We humbly present you the Farmer. His sentiments are ours.

If we dare lisp a wish to be indulged with a line from you a direction to John Marston Esq. at the Whig Tavern Boston would assuredly reach the hands of Worthy Sir

Your most faithfull and obedt. humble Servants,3

Benjamin Kent

Tho Young

Benjamin Church junr.

John Adams

Joseph Warren

Committee of the Sons of Liberty John Adams in the Town of Boston

RC (BM:Add. MSS 30870, f. 45). Enclosure: John Dickinson, Letters from a Farmer in Pennsylvania, probably the edition offered for sale by Edes & Gill in the Boston Gazette, 30 May 1768.

1John Wilkes’ cause had been espoused by American radicals when the British politician was charged with seditious libel for his part in publishing North Briton, No. 45, in 1763. Interest in his plight abated after he fled to the Continent to escape prosecution under this charge, but American enthusiasm for Wilkes revived in the late spring of 1768 when news of his return to England and his election to Parliament from Middlesex reached the colonies. The Boston Gazette of 30 May had carried a detailed account of his reception and return to Commons, which predicted that Wilkes would be spared further legal action and be allowed to take his seat in Parliament; fourteen days later the Gazette’s readers learned that Wilkes had, instead, been arrested and committed to King’s Bench prison in April. For an analysis of his place in colonial political thought, see Pauline Maier, “John Wilkes and American Disillusionment with Britain,” WMQ description begins William and Mary Quarterly. description ends , 3d ser., 20:373–395 (July 1963).

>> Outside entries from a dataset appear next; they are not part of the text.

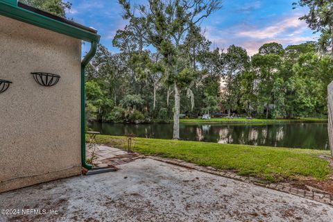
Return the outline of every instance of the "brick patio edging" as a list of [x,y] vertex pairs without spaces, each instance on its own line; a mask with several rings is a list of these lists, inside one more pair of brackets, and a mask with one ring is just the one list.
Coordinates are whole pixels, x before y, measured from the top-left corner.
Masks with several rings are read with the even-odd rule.
[[196,165],[195,164],[185,162],[181,160],[167,159],[167,158],[162,158],[162,157],[155,157],[155,156],[146,156],[146,157],[152,160],[163,162],[165,163],[177,165],[179,166],[192,169],[199,171],[239,180],[241,182],[252,183],[262,187],[277,190],[284,193],[287,193],[287,194],[293,194],[295,196],[300,196],[307,199],[313,200],[317,202],[333,205],[333,196],[327,193],[325,193],[325,192],[320,193],[320,192],[316,192],[314,191],[307,191],[301,189],[294,188],[291,186],[287,186],[285,185],[281,185],[278,183],[271,183],[269,185],[264,185],[259,182],[259,180],[257,180],[253,178],[241,176],[237,175],[237,173],[232,173],[232,172],[225,172],[225,171],[219,171],[212,166],[201,166]]

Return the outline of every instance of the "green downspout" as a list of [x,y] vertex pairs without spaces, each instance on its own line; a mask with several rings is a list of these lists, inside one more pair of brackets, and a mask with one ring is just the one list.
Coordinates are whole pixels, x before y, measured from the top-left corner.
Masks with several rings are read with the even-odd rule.
[[94,57],[97,50],[97,42],[92,42],[89,52],[81,62],[81,162],[82,166],[91,169],[92,165],[85,162],[85,67]]

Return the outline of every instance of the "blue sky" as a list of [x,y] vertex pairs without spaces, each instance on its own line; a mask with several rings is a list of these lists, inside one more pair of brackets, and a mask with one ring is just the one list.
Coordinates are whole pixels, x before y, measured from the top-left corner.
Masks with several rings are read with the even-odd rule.
[[[121,17],[121,8],[116,0],[71,0],[69,18],[87,26],[94,27],[101,35],[101,42],[110,51],[112,39],[126,21]],[[307,8],[292,9],[294,0],[225,0],[223,8],[205,20],[201,26],[214,46],[226,49],[234,44],[250,55],[257,52],[264,43],[277,42],[284,46],[316,40],[316,35],[298,17]],[[146,2],[132,0],[133,3]],[[83,49],[83,50],[85,50]]]

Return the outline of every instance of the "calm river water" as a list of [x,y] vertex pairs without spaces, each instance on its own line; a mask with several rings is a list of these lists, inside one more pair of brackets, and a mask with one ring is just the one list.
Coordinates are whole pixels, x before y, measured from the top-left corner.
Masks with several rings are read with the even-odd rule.
[[[89,128],[101,134],[138,137],[172,139],[173,125],[166,123],[125,124],[93,122]],[[184,140],[220,144],[328,149],[327,124],[298,123],[269,125],[180,124]]]

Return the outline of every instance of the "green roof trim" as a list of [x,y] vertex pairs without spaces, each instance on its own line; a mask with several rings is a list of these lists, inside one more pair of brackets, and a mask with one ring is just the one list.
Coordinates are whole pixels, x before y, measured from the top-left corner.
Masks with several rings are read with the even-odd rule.
[[0,0],[0,15],[84,41],[99,42],[101,37],[96,33],[19,7],[16,0]]

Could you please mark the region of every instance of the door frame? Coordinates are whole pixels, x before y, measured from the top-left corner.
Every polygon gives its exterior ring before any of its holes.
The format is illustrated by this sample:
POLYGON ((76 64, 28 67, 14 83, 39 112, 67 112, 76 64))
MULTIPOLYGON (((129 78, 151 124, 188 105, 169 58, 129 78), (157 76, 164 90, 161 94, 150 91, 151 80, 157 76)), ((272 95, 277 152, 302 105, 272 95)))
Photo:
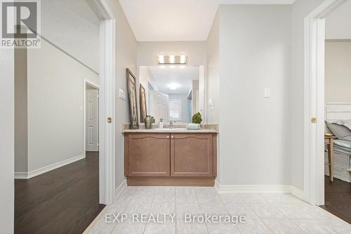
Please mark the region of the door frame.
MULTIPOLYGON (((84 158, 86 156, 86 85, 95 88, 98 90, 98 135, 100 132, 100 105, 99 105, 99 95, 100 95, 100 87, 98 85, 93 83, 93 82, 88 81, 87 79, 84 79, 83 81, 83 150, 84 153, 84 158)), ((98 140, 98 150, 99 149, 99 141, 98 140)))
POLYGON ((317 205, 324 205, 325 18, 347 1, 325 0, 305 18, 304 192, 317 205))
MULTIPOLYGON (((111 204, 115 191, 116 19, 105 0, 87 0, 100 19, 99 202, 111 204), (111 118, 112 121, 107 122, 111 118)), ((85 142, 84 142, 85 146, 85 142)))

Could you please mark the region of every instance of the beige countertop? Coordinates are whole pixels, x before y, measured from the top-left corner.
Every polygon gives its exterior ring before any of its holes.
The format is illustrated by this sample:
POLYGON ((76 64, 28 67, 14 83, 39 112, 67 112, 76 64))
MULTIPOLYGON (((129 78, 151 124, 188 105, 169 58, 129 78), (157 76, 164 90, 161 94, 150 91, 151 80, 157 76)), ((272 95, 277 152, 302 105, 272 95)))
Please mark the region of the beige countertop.
POLYGON ((188 130, 186 128, 152 128, 152 129, 125 129, 123 133, 217 133, 216 130, 199 129, 197 130, 188 130))
POLYGON ((129 124, 121 126, 122 133, 218 133, 217 124, 201 124, 199 130, 187 130, 186 124, 175 124, 173 128, 165 125, 164 128, 158 128, 157 124, 152 124, 151 129, 146 129, 144 124, 139 125, 139 129, 130 129, 129 124))

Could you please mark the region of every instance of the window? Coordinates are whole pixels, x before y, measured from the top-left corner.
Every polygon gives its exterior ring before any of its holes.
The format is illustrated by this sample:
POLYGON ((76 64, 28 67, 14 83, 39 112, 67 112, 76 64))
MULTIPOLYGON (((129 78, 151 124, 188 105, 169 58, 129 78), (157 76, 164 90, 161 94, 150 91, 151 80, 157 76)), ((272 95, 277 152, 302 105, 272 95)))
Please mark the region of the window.
POLYGON ((182 100, 173 99, 169 100, 169 120, 181 121, 182 120, 182 100))

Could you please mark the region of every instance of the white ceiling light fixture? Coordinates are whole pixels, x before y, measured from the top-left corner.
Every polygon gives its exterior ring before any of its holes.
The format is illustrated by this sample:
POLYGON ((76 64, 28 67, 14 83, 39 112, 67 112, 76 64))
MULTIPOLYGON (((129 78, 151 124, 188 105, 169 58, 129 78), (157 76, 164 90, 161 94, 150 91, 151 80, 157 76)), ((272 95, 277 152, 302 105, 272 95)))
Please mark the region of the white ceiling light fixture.
POLYGON ((181 64, 186 64, 187 63, 187 55, 185 53, 180 54, 180 63, 181 64))
POLYGON ((164 56, 162 53, 157 54, 157 62, 159 64, 185 64, 187 63, 187 55, 181 53, 180 55, 170 54, 164 56))
POLYGON ((176 63, 174 55, 169 55, 169 63, 176 63))
POLYGON ((179 88, 180 88, 180 85, 176 83, 172 83, 168 85, 168 88, 171 90, 176 90, 179 88))
POLYGON ((157 62, 160 64, 164 64, 164 54, 159 53, 159 54, 157 55, 157 62))

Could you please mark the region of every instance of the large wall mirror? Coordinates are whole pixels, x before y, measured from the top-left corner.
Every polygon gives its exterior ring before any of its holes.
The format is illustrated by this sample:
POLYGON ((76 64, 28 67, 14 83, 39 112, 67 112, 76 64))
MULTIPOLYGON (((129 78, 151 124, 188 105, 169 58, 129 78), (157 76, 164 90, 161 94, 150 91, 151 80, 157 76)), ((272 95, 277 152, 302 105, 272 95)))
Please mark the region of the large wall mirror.
POLYGON ((156 122, 192 122, 204 112, 204 68, 187 66, 141 66, 139 82, 145 89, 147 115, 156 122))

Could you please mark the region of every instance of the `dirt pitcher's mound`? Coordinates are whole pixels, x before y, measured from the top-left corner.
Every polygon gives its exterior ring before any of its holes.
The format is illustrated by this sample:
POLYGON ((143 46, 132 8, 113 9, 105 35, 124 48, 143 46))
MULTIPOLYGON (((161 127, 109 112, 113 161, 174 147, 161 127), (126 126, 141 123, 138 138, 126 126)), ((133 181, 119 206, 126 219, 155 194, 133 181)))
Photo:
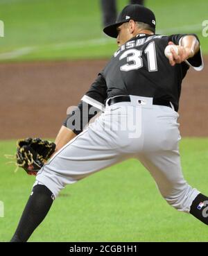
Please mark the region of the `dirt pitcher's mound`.
MULTIPOLYGON (((55 137, 107 60, 0 65, 0 139, 55 137)), ((208 58, 184 80, 179 122, 183 136, 208 136, 208 58), (206 65, 207 63, 207 65, 206 65)))

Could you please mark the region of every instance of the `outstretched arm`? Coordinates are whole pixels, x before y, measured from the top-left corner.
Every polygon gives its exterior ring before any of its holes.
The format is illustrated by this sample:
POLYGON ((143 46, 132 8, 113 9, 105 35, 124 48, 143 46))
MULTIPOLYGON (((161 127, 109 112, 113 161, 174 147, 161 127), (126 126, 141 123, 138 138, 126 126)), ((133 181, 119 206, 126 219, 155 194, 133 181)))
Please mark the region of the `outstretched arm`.
MULTIPOLYGON (((169 45, 174 44, 173 42, 169 42, 169 45)), ((200 43, 198 39, 192 35, 185 35, 182 37, 180 45, 177 45, 178 55, 173 49, 171 49, 172 55, 168 57, 171 66, 175 64, 182 63, 187 59, 192 58, 200 49, 200 43)))

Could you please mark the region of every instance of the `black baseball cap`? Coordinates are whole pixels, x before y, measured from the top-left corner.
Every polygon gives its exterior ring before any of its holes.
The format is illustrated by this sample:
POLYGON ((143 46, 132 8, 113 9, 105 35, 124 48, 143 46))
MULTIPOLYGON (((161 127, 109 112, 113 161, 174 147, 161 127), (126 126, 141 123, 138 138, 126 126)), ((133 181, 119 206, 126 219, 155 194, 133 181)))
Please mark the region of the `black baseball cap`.
POLYGON ((116 38, 118 36, 116 28, 130 19, 146 23, 155 30, 156 19, 153 12, 139 4, 130 4, 124 7, 116 22, 104 28, 103 32, 110 37, 116 38))

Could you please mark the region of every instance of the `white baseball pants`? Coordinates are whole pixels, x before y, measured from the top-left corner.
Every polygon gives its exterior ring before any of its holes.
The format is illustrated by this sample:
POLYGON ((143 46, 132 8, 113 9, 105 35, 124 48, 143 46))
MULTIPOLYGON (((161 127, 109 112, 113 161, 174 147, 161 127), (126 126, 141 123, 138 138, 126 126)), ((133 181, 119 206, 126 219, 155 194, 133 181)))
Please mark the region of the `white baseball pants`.
POLYGON ((136 157, 166 201, 189 212, 200 191, 187 184, 182 173, 178 114, 169 107, 153 105, 152 98, 130 99, 110 106, 107 101, 105 112, 40 170, 34 185, 44 185, 57 197, 66 185, 136 157))

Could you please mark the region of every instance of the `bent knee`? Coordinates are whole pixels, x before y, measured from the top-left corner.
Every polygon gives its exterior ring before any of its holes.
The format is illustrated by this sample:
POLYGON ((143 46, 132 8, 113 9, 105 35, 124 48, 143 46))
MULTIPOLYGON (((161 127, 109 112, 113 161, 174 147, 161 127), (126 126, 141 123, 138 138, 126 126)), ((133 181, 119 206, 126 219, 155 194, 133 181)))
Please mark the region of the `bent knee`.
POLYGON ((178 211, 189 213, 193 200, 198 194, 199 191, 188 185, 181 191, 175 191, 174 192, 163 196, 166 202, 178 211))

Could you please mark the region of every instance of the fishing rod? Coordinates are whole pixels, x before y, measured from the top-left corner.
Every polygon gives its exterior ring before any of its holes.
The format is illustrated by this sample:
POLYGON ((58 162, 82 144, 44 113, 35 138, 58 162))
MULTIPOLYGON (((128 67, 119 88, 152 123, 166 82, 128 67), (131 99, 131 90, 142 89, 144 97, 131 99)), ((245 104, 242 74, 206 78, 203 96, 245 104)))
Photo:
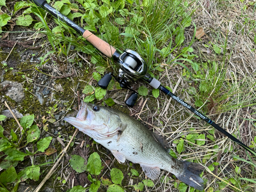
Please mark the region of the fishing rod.
POLYGON ((92 34, 88 30, 86 30, 77 24, 72 21, 61 13, 56 10, 53 7, 49 5, 46 0, 30 0, 37 6, 45 9, 57 18, 65 22, 68 26, 75 30, 78 34, 82 35, 87 40, 96 48, 102 53, 108 57, 112 58, 116 61, 119 68, 118 77, 115 76, 112 73, 106 74, 98 82, 98 84, 102 89, 106 89, 111 80, 112 77, 120 83, 122 88, 128 89, 133 91, 129 98, 125 101, 125 104, 130 107, 133 106, 138 98, 138 93, 133 90, 129 86, 131 81, 136 81, 141 78, 147 82, 150 86, 155 89, 158 89, 165 94, 169 95, 175 100, 190 110, 195 114, 203 119, 208 124, 212 126, 219 131, 225 135, 235 142, 246 150, 255 155, 256 153, 248 146, 242 143, 232 135, 221 127, 209 118, 203 115, 196 109, 185 102, 183 99, 176 96, 161 82, 147 73, 147 64, 143 58, 136 52, 126 49, 122 53, 119 53, 116 49, 106 41, 103 40, 96 35, 92 34))

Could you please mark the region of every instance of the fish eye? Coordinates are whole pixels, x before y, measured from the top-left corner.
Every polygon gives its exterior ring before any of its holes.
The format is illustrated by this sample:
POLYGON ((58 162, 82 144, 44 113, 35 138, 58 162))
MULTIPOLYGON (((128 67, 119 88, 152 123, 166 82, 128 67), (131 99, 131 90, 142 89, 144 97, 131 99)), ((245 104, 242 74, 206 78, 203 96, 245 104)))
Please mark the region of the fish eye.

2“Put your cows out to pasture as you did before” (that is, before your farm was taken; Virgil, Eclogues, 1. 46).

3In his reply of 19 July to the Committee Wilkes expressed his satisfaction at finding that “the true spirit of Liberty [is] so generally diffus’d thro’ the most remote parts of the British Monarchy.” He vowed that it would “be the study of my life ... to give you and all my fellow subjects the clearest proofs that I have at heart the wellfare and prosperity of every part of this great Monarchy” (BM:Add. MSS 30870, f. 46; printed in MHS, Procs. description begins Massachusetts Historical Society, Collections and Proceedings. description ends , 47 [1913–1914]: 192–193). For the continuation of this correspondence, see 5 Oct. 1768 and 4 Nov. 1769, below.